Publié le 20 février 2015 par Jean-Emmanuel Ducoin

L'après-11 janvier suscite bien des interrogations. Légitimes.

Esprit(s): la température de nos convictions
Réflexion. Plusieurs lectures vivifiantes, ces derniers jours, sur le thème «Quel avenir pour la France du 11 janvier?». Sous-entendu: l’impressionnant et revigorant mouvement citoyen – par son nombre et son exigence revendiquée – né au lendemain des odieux attentats à Charlie Hebdo et à l’Hyper Cacher passera-t-il l’hiver? Les avis divergent.

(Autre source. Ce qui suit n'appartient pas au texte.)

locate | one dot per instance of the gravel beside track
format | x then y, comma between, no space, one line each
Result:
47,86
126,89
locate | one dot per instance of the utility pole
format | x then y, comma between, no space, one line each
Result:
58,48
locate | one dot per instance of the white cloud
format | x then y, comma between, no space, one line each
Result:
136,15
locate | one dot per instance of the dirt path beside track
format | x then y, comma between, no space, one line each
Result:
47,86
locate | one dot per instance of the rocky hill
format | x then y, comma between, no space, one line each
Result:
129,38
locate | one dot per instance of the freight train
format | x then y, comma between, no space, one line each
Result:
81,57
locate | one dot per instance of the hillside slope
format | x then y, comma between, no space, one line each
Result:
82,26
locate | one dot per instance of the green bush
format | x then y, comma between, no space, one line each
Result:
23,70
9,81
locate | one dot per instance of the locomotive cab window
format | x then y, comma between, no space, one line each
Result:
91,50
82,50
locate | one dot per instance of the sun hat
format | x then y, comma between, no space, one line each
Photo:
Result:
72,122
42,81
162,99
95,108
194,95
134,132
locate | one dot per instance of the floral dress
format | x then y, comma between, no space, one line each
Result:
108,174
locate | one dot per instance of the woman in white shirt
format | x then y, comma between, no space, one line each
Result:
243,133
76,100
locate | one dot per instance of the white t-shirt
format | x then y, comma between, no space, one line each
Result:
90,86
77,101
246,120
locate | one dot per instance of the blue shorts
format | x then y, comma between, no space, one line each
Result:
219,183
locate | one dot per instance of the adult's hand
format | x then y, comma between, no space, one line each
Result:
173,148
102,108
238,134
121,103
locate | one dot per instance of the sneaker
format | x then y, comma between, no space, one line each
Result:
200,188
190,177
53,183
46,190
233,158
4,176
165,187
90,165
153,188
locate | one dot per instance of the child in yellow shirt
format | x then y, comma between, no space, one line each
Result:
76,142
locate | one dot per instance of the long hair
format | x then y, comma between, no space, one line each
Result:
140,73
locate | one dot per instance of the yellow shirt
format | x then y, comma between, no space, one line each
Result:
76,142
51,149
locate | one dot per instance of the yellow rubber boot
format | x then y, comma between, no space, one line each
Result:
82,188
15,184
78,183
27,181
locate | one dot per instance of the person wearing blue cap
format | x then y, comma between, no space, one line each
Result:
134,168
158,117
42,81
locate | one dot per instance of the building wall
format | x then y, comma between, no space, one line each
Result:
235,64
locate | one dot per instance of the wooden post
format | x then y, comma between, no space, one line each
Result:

Nous-mêmes, qui savons ce que coûte tout optimisme candide, ne sommes pas à l’abri de déconvenues. Si l’événement de ces tueries marque, peut-être, l’avènement de la «déterritorialisation du monde», comme le suggère le juriste Antoine Garapon, dans la dernière livraison de la revue Esprit, en tant que fin du lien historique entre territoires et populations, individus et nations, doit-on pour autant aller jusqu’à penser, comme Pierre Rosanvallon, professeur au Collège de France, que l’esprit du 11 janvier serait à la fois «celui d’un pacte républicain réaffirmé comme celui d’une communauté nationale disloquée»? L’affaire s’avère sérieuse.
Ainsi, la «synchronisation des émotions» dirait tout et son contraire, et jetterait un regard cru sur les failles de la société française plus que sur ses points forts. Rosanvallon l’affirme: «Seule la France impliquée s’est mobilisée spontanément, alors que la France marginalisée n’est pas venue manifester.» Il nous invite donc à passer du réflexe à la réflexion, comme si les conséquences de «l’esprit du 11 janvier» étaient déjà évaluées jusqu’à l’excès. Dont acte. Dans cette France où les tentatives de faire-société sont régulièrement mises en échec par les politiques libérales et la marchandisation à toutes les étapes de nos vies quotidiennes, les revendications d’un vivre-ensemble radicalement différent seraient peine perdue. Ne seraient-elles pas exprimées massivement? N’avons-nous pas assisté et participé à un sursaut républicain, à un moment hors du commun de fraternité et de gravité jamais vu depuis la Libération? Mais qu’aurions-nous dit d’une France inerte, indifférente, passive?
 Raison. «Esprit» du 11 janvier, qu’as-tu à nous dire? Pour le philosophe allemand Peter Sloterdijk, présenté par le Monde comme un observateur avisé de la vie intellectuelle française, il n’y aurait pas de doute: «La France a eu de la chance de connaître un réveil aussi vif qu’important. Ce retour de la société civile et cette prise de conscience politique dans un pays aussi étatisé et atomisé que la France a quelque chose d’inouï vu de l’étranger.» Sloterdijk parle de «conscience politique». Sans doute va-t-il un peu vite en besogne, mais acceptons-en l’augure. Car il ose prophétiser ceci: «Hypnotisé par l’État-providence, déçu par la présidence de Hollande, déprimé par sa grandeur perdue, ce pays était tombé dans un sommeil artificiel et empoisonné.» Et il ajoute, comme pour enfoncer le clou: «Comme aurait dit Hegel, la tragédie elle aussi peut être une ruse de la raison. Elle a réveillé une nation dépressive et repliée sur elle-même. Or, du point de vue psychologique, la France est en meilleur état depuis le 11 janvier.» Après Pierre Rosanvallon, qui attire notre attention sur cette «France du retrait» et cette partie de nos concitoyens «en train de faire sécession», qu’ils soient héritiers de l’immigration ou non, nous écouterons aussi Peter Sloterdijk, qui nous incite collectivement à «élever la température de nos convictions», ce qu’il appelle «une vie un peu moins paresseuse». Autrement dit, attachons-nous à l’essentiel : réinventer la politique. L’après-11 janvier suscite bien 
des interrogations. [BLOC-NOTES publié dans l'Humanité du 20 février 2015.]